Em sessão de sua Comissão de Constituição e Justiça realizada ontem, o Senado aprovou em caráter terminativo (ou seja, a proposição não precisa ser submetida ao plenário) o projeto de lei do senador Aloízio Mercadante que proíbe os motoristas com até um ano de habilitação (ou seja, os que possuem apenas a permissão para dirigir) de conduzir em rodoviais e estradas, exceto nos trechos urbanos. A fundamentação da proposta revisita as estatísticas de guerra do trânsito brasileiro.
Com todo o respeito que tenho por Mercadante, considero a proposição estúpida, como em geral o são as ideias baseadas na lógica dos-fins-justificam-os-meios. Naturalmente, precisamos dar um basta na violência no trânsito, mas isso exige, dentre outros: 1) seriedade nos cursos de formação de condutores e não o oba-oba que é hoje em dia; 2) combate à corrupção que infesta todos os setores dos departamentos de trânsito e atividades correlatas; 3) estímulo ao senso de responsabilidade do cidadão, desde o ensino primário; 4) combate ao consumo de bebidas alcoólicas, abstraindo o lobby das cervejarias; 5) atuação honesta e educativa dos agentes de trânsito.
A proposição de Mercadante é inconstitucional, por violar o princípio da isonomia. Na medida em que uma pessoa foi habilitada (ainda que provisoriamente, sob a condição de não cometer infração grave ou gravíssima no período da permissão), não se justifica que possa transitar por algumas vias e outras não. Se habilitado está o condutor, impedi-lo de trafegar por certos locais me parece até cerceamento do direito de ir e vir.

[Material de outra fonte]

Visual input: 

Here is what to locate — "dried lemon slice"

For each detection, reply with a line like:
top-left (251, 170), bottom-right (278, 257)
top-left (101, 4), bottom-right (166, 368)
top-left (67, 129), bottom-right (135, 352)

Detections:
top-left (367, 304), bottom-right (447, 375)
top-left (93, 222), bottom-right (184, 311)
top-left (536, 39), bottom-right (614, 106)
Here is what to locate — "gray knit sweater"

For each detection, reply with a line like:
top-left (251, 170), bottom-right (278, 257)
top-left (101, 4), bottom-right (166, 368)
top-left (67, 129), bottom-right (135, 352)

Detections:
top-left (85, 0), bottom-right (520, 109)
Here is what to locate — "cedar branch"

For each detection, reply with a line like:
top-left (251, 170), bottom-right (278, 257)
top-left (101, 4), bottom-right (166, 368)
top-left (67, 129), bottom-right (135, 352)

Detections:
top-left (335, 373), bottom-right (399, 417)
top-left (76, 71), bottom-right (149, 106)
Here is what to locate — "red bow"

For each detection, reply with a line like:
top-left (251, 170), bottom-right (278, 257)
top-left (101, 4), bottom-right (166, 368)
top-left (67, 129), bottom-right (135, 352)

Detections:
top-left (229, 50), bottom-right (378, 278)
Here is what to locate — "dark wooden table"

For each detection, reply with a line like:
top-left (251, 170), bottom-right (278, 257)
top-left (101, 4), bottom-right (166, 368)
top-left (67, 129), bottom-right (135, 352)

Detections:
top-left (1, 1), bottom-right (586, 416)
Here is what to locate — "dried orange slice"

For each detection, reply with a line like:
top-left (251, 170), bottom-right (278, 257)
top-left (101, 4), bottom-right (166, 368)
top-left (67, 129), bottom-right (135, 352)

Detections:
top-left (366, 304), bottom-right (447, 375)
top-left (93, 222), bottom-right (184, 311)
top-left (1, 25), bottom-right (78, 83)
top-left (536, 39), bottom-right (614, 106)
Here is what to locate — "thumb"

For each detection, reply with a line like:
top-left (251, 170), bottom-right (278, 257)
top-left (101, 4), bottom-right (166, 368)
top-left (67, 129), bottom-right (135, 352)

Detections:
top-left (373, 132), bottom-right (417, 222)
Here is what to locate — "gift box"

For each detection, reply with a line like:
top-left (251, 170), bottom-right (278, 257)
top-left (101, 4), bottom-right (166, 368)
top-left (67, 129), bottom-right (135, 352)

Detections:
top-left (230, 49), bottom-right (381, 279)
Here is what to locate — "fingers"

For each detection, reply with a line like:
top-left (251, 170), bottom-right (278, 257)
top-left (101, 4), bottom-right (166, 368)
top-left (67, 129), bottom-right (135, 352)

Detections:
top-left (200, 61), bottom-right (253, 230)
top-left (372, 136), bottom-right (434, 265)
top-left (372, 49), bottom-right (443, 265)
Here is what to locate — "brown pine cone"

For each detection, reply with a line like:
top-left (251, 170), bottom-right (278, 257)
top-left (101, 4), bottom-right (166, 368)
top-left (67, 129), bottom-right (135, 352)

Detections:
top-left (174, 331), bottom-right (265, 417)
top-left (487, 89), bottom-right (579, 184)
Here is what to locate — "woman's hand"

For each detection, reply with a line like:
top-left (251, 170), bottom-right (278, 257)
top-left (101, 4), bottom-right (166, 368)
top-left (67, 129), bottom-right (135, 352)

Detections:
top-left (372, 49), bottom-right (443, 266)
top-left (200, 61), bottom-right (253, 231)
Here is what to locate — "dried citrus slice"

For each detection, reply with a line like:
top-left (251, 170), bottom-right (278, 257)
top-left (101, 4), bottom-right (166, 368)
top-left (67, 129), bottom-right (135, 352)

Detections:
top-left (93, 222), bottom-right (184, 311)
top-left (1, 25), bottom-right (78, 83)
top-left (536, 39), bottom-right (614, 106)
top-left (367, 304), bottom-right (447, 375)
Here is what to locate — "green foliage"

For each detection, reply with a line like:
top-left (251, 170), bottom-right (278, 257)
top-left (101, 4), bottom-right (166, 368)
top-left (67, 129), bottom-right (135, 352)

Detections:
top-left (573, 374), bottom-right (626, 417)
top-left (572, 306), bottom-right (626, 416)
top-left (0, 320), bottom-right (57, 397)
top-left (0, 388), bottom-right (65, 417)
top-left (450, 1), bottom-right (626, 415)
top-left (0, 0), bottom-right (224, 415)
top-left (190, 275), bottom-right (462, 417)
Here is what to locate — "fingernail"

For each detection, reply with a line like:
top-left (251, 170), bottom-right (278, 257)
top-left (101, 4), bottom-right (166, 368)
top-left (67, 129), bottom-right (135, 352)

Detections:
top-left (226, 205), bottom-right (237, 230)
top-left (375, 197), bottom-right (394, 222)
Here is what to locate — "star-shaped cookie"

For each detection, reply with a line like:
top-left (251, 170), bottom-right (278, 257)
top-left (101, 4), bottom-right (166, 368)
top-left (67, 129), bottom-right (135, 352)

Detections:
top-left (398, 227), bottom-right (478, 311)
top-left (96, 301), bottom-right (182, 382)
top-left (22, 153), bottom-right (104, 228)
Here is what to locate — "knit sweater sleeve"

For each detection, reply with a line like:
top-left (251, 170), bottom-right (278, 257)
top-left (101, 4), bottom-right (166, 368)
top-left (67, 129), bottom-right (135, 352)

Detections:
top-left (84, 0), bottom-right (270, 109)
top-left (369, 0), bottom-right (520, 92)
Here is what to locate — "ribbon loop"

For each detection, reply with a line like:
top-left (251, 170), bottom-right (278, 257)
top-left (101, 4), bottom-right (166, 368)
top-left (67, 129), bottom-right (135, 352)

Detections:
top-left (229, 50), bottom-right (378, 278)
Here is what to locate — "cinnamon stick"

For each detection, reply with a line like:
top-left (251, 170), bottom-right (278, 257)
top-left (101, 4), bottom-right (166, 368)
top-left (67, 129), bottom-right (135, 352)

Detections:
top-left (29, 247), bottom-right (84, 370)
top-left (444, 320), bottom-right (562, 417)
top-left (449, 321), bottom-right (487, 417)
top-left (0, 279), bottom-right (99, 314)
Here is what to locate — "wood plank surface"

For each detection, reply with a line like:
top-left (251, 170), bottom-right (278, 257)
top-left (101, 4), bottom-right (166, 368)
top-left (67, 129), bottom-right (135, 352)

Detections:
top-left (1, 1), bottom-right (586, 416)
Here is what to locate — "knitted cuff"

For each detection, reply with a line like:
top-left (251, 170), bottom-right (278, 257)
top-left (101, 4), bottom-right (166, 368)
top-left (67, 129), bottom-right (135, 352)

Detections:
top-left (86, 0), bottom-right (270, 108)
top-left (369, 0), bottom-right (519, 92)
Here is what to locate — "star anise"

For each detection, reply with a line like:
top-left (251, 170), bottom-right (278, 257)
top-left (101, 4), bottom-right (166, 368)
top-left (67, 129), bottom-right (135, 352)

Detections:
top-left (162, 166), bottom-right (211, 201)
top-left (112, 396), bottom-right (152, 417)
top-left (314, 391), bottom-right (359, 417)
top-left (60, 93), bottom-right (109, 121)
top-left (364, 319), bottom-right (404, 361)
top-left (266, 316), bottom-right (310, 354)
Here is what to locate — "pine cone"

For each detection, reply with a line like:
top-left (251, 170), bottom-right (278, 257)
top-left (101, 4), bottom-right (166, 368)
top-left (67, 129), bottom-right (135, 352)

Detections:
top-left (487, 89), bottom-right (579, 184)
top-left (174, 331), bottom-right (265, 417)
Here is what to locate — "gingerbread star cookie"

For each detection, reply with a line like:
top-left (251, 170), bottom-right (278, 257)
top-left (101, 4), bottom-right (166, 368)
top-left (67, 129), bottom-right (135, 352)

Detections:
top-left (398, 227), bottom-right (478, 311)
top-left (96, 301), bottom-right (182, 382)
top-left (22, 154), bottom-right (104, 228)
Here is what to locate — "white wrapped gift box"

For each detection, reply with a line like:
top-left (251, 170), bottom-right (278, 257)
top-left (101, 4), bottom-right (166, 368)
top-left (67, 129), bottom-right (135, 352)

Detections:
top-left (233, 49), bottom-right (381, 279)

Pior: a proposição é inútil. Sua premissa é de que, após dirigir um ano em áreas urbanas, o motorista teria mais prática e estaria mais apto a enfrentar as estradas. Tolice. A uma, porque o tempo de habilitação nada assegura quanto à aptidão do indivíduo para dirigir. A duas, porque muita gente se habilita e, por não ter carro próprio, não dirige durante o tempo de permissão, ganhando a habilitação definitiva sem cometer infração porque, justamente, não dirigiu. A três, porque dirigir na cidade é diferente de fazê-lo em estradas (p. ex., velocidade máxima permitida, traçado da malha viária, população às margens da vida, procedimentos de parada na via e de conversão que exija cruzar a faixa da contramão, dentre outros), de modo que um motorista viciado na cidade pode até ficar mais inapto para enfrentar a estrada. A quatro, porque o número de acidentes nas cidades é extraordinário e não será afetado pela medida.
Lembre-se, ainda, que seria uma restrição a mais para fiscalizar, gerando infrações que só poderiam ser constatadas mediante a abordagem do condutor e conferência de seus documentos. Se já faltam agentes de Polícia Rodoviária para as atribuições atuais, imagine com a novidade. É mais perda de tempo (desviando os esforços policiais de questões mais relevantes) e oportunidade para corrupção.
Ou seja, além de não trazer benefícios, a proposta atrapalha.
2 comentários:
Amado mestre, sucedâneo de Rui barbosa no conhecimento do nosso direito intertemporal. Realmente tens razão quando dizes que a norma proposta pelo parlamentar não trará grande benefício a nosso já combalido trânsito.Melhor seria a criação de escolas de transito voltadas realmente a formar um motorista preparado para as adversidades de nossas ruas, e a criação de entidades de trânsito que não tenham como objetivo principal assaltar os bolsos dos motoristas.
O Justiceiro (HEROÍ DO SERTÃO)
Acredito que a proposta não será aprovada. Caso seja, podemos esperar uma ação judicial. Tudo isso poderia ser economizado se as pessoas pensassem em medidas eficazes, em vez de enérgicas.